I describe a new, open-source astronomical image-fitting program called Imfit, specialized for galaxies but potentially useful for other sources, which is fast, flexible, and highly extensible. A key characteristic of the program is an object-oriented design which allows new types of image components (2D surface-brightness functions) to be easily written and added to the program. Image functions provided with Imfit include the usual suspects for galaxy decompositions (Sersic, exponential, Gaussian), along with Core-Sersic and broken-exponential profiles, elliptical rings, and three components which perform line-of-sight integration through 3D luminosity-density models of disks and rings seen at arbitrary inclinations. Available minimization algorithms include Levenberg-Marquardt, Nelder-Mead simplex, and Differential Evolution, allowing trade-offs between speed and decreased sensitivity to local minima in the fit landscape.
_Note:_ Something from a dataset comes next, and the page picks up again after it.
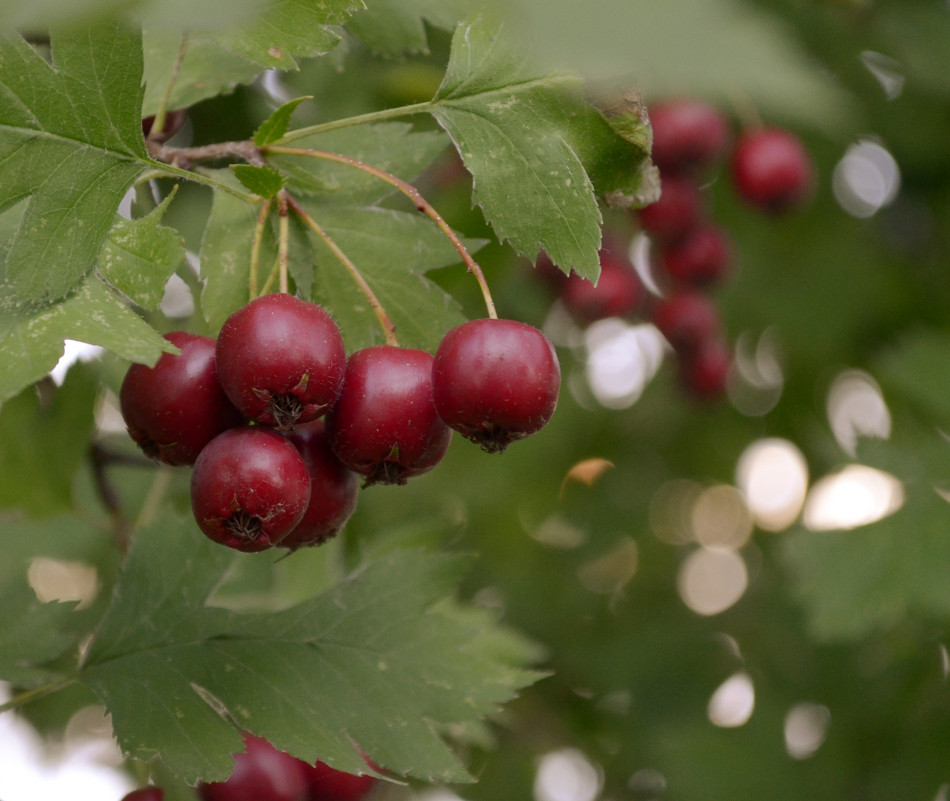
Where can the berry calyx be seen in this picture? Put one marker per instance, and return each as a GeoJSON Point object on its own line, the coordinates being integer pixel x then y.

Minimization can be done using the standard chi^2 statistic (using either data or model values to estimate per-pixel Gaussian errors, or else user-supplied error images) or Poisson-based maximum-likelihood statistics; the latter approach is particularly appropriate for cases of Poisson data in the low-count regime. I show that fitting low-S/N galaxy images using chi^2 minimization and individual-pixel Gaussian uncertainties can lead to significant biases in fitted parameter values, which are avoided if a Poisson-based statistic is used; this is true even when Gaussian read noise is present.